Join Tillifinney as we follow her fitness journey over six months, starting on April 16th, 2014. The highs, the
lows, the goals, the PRs...she shares it all!
And now...Week 14!
Friends, the end of summer is upon me and I am feeling super sad about it. As you are reading this, I am back to the grind and routine of being an elementary school music teacher. Where did the summer go? Overall, I have to say I am pretty proud of this past summer. It was pretty awesome...but it sucks that it’s over.
My summertime sadness has translated into me being super lazy. The laziest, really. Getting every second of sleep I possibly can, eating like crap, and even cherry picking my WODs. That last one hurts me to admit, but it’s so true. And I hate that. I hate all the stupid excuses I’ve been making, and I hate all the dumb stuff that has gotten in my way. But I am the one in control of it all, so it’s time to suck it up and get at it.
Summertime made me realize that I need CrossFit in my life. Need it. Badly. I love it so much, as I’m sure we all do, but I am so ready to take it to the next level. I have had more days than not this summer where I have told myself and others that all I want to do with my life is CrossFit and plan weddings. I’m kind of scared to put my plan into action because it will push me so far out of my comfort zone. I’ll be sore all the time, I probably won’t be where I want to be financially, and I will have to adjust to a whole new way of approaching my daytoday. But you know what? I know I would love it, and I know I would dive in head first and keep putting 110% into everything. It would be so worth it. But taking that first step is the hardest, and the more time that passes it will only get harder. So here is one of my new goals: One year from now (hopefully less!) I would like to have two CrossFit certifications under my belt – Level 1 as well as CrossFit Kids. My fitness journey needs to continue so I can continue to work on my form, endurance, and technique, and my selfstarterness needs to kick in so I can earn the money to make that happen and take that first step. Well, I guess I’ve already taken the first step, so maybe I need to prepare myself for a huge leap. I’m ready for it to happen and I am the only one that can control what I do or don’t do with/for myself, so I think it’s time to realize some more dreams.

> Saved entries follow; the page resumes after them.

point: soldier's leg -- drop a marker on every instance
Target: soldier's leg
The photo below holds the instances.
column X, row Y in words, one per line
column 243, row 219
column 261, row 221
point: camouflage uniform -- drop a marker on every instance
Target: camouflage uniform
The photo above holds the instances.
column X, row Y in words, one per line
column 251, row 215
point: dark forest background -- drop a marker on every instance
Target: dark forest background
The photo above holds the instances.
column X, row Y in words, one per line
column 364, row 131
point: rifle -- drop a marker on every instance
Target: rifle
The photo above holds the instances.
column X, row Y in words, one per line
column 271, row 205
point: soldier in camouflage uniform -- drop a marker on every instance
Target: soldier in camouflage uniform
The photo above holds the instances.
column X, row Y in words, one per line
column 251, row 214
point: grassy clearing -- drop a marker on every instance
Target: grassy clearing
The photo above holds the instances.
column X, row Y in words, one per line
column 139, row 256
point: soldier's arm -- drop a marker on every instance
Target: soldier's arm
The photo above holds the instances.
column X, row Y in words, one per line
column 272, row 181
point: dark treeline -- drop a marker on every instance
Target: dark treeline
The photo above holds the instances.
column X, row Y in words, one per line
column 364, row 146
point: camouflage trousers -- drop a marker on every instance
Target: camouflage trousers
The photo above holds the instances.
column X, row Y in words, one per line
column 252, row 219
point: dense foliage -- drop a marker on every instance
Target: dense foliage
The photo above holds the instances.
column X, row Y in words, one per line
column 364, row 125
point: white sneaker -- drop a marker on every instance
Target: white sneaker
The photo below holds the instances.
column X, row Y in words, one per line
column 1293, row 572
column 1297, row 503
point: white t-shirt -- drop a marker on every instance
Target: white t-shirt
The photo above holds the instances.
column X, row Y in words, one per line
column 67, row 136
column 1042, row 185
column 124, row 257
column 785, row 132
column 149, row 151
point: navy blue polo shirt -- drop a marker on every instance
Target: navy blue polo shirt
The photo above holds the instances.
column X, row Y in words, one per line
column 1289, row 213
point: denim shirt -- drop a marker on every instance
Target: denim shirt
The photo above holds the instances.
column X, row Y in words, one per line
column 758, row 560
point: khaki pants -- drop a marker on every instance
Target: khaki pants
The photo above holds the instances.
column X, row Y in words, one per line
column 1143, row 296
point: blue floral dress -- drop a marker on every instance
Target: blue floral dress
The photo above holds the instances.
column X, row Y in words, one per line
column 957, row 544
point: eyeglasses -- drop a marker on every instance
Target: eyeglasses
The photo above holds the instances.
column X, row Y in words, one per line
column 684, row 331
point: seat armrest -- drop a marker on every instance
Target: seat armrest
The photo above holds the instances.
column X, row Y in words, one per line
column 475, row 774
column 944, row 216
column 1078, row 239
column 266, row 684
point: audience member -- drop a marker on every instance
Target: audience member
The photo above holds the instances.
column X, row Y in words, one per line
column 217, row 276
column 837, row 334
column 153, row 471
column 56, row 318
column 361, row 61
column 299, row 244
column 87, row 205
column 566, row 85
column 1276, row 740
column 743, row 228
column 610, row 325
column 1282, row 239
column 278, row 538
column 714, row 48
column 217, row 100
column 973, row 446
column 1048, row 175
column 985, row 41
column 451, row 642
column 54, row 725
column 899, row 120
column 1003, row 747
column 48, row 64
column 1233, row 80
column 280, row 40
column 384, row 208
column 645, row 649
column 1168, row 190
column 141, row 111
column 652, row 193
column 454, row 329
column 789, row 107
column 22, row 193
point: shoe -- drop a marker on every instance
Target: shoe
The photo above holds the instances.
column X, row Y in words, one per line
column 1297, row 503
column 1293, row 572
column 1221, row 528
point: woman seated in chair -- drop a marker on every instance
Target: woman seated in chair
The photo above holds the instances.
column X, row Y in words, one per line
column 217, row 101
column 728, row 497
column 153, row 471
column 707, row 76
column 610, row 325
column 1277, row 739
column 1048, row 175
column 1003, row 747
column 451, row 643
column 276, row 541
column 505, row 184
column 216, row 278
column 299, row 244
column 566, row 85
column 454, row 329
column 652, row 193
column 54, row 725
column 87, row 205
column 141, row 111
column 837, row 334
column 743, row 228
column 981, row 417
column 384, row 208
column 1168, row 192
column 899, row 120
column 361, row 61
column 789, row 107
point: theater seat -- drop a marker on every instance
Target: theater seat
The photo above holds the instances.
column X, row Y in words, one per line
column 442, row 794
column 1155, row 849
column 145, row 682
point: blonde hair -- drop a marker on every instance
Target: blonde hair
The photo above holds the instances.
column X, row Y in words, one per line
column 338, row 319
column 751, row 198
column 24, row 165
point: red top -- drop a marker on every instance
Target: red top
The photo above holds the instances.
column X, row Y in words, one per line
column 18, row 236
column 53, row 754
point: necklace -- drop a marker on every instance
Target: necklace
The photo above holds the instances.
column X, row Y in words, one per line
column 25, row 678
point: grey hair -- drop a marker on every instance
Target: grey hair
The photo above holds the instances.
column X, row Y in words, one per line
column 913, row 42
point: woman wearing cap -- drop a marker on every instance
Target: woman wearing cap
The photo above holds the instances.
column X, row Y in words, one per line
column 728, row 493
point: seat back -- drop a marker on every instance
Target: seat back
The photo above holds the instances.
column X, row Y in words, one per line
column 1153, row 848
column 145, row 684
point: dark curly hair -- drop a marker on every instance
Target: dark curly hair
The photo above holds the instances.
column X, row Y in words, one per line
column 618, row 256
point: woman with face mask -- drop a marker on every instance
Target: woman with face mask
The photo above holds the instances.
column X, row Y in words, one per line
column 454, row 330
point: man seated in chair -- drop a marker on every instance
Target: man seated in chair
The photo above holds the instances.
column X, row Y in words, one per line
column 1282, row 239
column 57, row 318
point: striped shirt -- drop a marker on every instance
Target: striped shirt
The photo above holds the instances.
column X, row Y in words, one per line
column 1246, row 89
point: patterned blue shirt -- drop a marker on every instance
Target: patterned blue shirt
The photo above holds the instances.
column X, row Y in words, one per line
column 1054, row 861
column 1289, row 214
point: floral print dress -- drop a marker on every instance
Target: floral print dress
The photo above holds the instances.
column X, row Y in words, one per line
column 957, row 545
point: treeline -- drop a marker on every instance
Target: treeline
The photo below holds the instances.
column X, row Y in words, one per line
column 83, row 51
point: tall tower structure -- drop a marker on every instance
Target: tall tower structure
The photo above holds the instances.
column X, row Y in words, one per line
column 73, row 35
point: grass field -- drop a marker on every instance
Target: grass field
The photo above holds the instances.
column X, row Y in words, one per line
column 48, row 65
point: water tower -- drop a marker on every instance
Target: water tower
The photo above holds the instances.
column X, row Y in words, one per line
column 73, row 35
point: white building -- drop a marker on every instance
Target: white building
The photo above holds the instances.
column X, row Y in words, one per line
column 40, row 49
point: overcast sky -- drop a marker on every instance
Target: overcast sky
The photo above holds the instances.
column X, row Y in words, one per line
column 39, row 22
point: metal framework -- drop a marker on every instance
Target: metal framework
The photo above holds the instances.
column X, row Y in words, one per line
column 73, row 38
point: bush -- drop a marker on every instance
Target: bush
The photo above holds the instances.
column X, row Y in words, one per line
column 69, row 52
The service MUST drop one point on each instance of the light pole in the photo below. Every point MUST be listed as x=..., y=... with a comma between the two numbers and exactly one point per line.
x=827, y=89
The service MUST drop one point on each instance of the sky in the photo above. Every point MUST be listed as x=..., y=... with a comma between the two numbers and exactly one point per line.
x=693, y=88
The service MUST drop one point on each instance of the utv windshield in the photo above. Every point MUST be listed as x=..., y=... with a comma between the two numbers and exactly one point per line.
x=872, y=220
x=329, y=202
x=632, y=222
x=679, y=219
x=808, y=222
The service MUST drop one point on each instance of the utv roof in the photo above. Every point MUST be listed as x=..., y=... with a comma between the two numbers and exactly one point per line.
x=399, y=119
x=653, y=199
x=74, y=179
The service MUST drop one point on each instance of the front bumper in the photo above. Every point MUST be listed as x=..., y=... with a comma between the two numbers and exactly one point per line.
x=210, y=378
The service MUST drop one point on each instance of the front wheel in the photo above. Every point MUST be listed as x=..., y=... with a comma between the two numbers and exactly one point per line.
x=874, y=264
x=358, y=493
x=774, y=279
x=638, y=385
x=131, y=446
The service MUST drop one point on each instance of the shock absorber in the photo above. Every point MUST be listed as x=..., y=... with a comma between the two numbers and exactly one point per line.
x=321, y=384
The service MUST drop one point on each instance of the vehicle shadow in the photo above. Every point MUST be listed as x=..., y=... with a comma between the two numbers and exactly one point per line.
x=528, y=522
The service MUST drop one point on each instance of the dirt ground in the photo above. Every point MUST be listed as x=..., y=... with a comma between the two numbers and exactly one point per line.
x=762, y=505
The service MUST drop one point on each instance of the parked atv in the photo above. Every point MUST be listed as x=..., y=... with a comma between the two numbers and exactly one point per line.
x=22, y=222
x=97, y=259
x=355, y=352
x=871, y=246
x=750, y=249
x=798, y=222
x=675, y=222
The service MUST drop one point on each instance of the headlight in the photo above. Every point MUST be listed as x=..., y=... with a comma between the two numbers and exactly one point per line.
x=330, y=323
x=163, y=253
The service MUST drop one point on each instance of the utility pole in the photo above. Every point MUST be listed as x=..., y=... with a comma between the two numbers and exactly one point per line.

I know today was supposed to be three month update post, but with the end of summer upon me, I had to share some other thoughts that are in my brain. Next week will be update week. Also, next week you’re in for a fun surprise.
Go outside and do something awesome for me today, friends. I will be busy adjusting to the real world again.
PS Team DeCO is scheduled to play softball tonight at 9:10. Come cheer us on! Unless it rains. In that case, stay home and cuss, because that’s what I’ll be doing.